Dom Vital não foi o único envolvido na confusão – mas ele foi o protagonista –; Dom Macedo
Costa também esteve envolvido, e foi um coadjuvante de muita presença.
As perseguições do Estado brasileiro tocaram os salários do clero, pois os bispos e padres
eram pagos pelo governo; envolveram também as ajudas à Igreja e os “dízimos materiais”,
como animais trazidos por leigos para os padres etc., entre outras coisas. Em suma, a
perseguição não ficou apenas personificada em Dom Vital, mas em todos aqueles que o
apoiaram, assim também como a Pio IX.

9. Conclusão
Por fim, alguns pontos merecem ser mencionados:

9.1. A Questão Religiosa foi, portanto, uma das questões fundamentais para a queda do
Império. Ela teve uma grande força nesse fato, pois o popular Dom Pedro II havia
brigado com a Igreja. Ainda que nem sempre seguida à regra, ela foi sempre um símbolo
muito forte, e continua sendo. Em um tempo no qual a Igreja Católica era intensamente
valorizada, o imperador foi o promotor de sua própria queda popular, mesmo que ainda
tenha continuado com parte de sua popularidade.
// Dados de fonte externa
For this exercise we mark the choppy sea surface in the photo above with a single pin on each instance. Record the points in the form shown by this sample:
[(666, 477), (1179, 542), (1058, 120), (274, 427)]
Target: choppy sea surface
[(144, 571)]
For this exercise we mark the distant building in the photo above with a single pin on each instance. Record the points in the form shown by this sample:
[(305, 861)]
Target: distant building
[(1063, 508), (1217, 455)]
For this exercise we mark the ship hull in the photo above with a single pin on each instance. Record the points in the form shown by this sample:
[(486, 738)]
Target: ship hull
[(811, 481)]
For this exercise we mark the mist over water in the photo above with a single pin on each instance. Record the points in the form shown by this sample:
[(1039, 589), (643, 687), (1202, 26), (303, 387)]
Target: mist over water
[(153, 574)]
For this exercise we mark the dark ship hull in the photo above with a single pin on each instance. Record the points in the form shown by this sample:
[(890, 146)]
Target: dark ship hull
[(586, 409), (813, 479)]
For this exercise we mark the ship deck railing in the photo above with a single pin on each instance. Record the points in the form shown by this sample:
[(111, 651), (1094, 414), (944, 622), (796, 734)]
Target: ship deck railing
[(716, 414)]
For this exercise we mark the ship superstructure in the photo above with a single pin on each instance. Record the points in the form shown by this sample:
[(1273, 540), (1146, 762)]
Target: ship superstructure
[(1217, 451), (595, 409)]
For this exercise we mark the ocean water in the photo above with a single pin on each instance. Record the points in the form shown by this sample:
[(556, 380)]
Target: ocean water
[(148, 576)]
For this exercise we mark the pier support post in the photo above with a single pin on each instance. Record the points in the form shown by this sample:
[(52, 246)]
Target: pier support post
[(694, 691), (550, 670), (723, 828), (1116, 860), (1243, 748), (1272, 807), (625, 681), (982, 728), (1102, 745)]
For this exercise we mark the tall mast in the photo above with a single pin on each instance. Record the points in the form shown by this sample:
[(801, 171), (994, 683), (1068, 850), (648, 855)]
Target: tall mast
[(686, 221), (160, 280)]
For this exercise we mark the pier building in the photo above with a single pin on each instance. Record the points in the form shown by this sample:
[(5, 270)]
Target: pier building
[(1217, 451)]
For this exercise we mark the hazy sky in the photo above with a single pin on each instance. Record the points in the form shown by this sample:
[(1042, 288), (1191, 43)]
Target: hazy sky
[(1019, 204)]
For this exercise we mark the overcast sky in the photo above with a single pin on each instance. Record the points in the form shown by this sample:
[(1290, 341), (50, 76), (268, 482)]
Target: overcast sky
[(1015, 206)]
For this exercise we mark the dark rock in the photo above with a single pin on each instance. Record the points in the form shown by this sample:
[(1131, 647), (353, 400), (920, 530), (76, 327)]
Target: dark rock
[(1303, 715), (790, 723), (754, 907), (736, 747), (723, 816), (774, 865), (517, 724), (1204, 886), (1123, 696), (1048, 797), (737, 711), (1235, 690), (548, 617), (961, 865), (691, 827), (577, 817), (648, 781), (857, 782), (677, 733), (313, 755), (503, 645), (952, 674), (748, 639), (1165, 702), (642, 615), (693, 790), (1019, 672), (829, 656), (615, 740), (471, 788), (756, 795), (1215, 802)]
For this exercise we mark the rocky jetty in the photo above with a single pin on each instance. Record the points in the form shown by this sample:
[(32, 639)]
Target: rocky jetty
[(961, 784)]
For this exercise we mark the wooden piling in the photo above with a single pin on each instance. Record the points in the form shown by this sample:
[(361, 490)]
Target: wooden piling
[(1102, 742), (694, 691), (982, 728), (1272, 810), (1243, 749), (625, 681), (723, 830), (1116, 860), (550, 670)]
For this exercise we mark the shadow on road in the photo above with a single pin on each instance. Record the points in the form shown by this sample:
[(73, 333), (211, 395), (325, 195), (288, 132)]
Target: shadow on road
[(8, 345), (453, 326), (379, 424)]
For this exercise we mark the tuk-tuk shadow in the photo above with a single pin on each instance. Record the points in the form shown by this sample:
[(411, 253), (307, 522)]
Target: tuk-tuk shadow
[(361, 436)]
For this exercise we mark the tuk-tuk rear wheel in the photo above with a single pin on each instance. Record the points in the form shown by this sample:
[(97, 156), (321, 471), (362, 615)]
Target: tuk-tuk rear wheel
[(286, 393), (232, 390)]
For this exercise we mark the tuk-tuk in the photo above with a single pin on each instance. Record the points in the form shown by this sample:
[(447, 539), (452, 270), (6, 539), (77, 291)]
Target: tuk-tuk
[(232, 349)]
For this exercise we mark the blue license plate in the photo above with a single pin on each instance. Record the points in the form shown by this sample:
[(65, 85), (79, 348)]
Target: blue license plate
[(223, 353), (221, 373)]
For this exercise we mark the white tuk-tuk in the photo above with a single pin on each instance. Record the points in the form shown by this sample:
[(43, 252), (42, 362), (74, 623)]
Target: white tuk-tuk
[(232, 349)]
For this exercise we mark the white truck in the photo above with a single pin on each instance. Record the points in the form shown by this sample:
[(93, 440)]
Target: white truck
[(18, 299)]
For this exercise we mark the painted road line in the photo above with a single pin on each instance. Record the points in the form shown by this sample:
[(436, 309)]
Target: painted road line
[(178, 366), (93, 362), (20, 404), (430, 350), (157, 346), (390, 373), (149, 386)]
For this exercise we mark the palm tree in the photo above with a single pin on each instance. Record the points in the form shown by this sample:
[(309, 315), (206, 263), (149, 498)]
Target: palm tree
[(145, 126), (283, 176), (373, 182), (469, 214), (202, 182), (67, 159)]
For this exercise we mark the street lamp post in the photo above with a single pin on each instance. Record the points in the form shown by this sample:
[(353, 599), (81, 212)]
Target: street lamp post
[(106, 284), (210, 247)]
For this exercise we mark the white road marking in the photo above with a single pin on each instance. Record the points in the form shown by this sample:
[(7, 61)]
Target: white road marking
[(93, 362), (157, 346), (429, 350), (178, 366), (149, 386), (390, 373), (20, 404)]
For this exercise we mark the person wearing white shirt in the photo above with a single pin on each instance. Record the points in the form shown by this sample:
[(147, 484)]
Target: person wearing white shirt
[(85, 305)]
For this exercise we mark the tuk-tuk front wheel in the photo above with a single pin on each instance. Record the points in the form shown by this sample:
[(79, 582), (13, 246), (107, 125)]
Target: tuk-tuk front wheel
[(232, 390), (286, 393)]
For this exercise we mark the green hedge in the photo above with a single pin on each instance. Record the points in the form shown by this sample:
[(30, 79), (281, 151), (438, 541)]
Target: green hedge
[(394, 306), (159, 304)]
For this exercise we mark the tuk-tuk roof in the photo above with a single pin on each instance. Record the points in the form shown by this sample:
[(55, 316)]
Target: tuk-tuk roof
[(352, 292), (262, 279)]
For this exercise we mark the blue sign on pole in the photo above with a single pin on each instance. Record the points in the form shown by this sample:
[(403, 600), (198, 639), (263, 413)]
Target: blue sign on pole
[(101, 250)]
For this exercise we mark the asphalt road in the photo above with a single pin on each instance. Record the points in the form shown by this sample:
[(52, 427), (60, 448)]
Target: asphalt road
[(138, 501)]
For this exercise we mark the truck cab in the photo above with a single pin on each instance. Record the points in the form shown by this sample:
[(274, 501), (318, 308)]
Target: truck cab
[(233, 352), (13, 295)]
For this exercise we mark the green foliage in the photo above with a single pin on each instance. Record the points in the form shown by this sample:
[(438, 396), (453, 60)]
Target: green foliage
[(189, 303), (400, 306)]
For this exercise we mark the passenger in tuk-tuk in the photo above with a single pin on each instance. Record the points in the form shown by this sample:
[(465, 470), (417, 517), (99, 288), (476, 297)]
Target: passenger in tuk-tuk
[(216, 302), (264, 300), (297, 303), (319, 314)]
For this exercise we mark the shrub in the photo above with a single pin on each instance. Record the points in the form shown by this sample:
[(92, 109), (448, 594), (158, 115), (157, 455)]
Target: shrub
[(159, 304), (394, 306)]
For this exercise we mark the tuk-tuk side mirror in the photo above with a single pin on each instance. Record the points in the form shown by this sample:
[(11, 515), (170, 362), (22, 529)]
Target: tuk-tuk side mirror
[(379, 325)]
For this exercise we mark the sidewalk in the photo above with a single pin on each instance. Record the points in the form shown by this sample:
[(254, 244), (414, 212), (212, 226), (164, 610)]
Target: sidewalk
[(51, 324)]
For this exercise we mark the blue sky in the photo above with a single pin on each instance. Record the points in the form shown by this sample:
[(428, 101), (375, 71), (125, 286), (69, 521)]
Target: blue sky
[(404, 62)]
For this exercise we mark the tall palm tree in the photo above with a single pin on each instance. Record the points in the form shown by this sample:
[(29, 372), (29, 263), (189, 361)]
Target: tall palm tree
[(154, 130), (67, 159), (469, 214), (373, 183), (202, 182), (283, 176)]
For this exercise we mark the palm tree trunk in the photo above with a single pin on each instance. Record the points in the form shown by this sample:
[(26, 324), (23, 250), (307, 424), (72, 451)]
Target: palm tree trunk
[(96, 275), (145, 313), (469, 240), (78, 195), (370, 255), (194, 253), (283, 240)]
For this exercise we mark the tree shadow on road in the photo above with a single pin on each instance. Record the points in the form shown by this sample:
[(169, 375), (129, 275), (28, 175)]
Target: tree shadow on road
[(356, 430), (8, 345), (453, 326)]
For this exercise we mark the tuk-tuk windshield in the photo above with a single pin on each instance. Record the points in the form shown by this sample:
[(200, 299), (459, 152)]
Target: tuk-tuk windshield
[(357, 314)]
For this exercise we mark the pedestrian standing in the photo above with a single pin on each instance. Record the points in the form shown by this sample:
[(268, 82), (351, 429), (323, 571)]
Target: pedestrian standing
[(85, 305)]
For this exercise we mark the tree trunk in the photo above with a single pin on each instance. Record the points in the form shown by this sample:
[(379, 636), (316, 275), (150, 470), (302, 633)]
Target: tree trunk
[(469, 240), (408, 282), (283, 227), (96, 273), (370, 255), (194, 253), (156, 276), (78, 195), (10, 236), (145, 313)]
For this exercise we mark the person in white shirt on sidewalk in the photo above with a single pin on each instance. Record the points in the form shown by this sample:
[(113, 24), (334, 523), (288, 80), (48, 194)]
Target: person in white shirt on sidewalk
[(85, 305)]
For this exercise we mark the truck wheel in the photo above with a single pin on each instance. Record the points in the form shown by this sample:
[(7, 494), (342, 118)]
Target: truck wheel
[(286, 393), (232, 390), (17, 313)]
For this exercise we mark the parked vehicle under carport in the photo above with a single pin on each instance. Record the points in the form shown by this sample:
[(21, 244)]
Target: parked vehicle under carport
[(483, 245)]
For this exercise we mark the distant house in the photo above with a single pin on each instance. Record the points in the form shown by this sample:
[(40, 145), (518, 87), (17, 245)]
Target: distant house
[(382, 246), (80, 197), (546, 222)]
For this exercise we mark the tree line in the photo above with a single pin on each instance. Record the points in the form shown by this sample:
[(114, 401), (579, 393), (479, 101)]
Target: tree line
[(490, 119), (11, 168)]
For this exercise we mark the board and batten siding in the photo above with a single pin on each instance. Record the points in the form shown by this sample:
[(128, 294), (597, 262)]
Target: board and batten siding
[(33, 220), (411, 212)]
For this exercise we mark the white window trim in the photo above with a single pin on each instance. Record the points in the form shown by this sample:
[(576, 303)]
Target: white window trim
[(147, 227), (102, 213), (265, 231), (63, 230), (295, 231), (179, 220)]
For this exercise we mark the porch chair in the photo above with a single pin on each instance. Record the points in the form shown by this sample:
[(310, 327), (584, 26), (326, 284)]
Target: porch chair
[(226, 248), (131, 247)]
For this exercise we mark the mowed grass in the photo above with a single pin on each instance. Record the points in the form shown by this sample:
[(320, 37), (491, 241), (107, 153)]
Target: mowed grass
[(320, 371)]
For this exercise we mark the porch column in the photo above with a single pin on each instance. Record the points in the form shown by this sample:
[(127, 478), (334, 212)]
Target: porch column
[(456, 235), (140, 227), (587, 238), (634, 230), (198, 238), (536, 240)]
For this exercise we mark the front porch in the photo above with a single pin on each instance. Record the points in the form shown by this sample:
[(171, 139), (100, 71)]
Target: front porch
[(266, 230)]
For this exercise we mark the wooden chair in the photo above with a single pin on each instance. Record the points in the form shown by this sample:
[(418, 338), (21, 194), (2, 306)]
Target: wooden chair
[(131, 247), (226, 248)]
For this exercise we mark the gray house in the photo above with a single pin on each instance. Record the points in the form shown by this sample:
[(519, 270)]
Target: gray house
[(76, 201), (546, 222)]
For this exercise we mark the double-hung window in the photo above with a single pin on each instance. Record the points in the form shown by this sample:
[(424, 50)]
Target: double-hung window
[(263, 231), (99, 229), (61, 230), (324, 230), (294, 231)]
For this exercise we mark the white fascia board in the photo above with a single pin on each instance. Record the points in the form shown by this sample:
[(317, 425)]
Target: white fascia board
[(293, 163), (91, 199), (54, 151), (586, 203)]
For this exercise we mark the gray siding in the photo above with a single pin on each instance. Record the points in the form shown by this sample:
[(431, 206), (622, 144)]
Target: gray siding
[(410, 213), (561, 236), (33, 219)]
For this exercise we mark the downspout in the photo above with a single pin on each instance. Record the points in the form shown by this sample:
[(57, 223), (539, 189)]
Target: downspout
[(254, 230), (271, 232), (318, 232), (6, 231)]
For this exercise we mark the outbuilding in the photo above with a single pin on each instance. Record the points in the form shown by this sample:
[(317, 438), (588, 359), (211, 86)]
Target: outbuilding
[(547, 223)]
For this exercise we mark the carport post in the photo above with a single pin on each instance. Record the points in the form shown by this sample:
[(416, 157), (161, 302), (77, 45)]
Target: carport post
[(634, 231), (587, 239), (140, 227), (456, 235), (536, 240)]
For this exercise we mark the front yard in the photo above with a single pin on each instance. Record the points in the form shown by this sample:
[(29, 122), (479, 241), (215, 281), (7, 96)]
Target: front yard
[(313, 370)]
9.2. Dom Pedro II também divide a Casa Real, pois a Princesa Isabel era católica e
ultramontana, e ele o oposto disso.
9.3. Quando ela recebeu a Rosa de Ouro do Papa Leão XIII, quem pronunciou seu discurso
de condecoração foi Dom Macedo Costa, homem importante na Questão. Na visão de
todos, naquele momento a Princesa apresentava sua posição carona, entendida de
maneira pejorativa. As elites brasileiras republicanas, maçônicas e outras, tinham medo
de um Terceiro Reinado pois a Questão Religiosa já tinha apresentado que ela estava
com Roma e, portanto, era inimiga da soberania nacional. Ela faria o Estado brasileiro
ser católico não apenas no campo burocrático, mas no confessional. Então, a partir disso,
surgiu uma rejeição à possibilidade de uma continuação monárquica. A posição, a
amizade e a participação da Princesa na Questão Religiosa, assim como a de Conde
D’eu, farão com que fique inviável ela assumir posteriormente. Ao expor o defunto ao
estilo Brás Cubas, como mencionado, essa Questão representa o seu câncer mais
agressivo.
Na próxima parte, serão expostos os fatos que são sequenciais e paralelos à Questão
Religiosa, uma vez que, por exemplo, Nabuco, Machado e a mesma Princesa Isabel também
são protagonistas de outros fatos como a abolição etc. As pessoas do século XIX não ficaram
restritas apenas a uma realidade, mas estão ambientados em diferentes debates. Como exemplo,
o advogado de Dom Vital foi Zacarias de Góis e Vasconcelos, homem de atuação política já
enfatizada em outros momentos dessas exposições.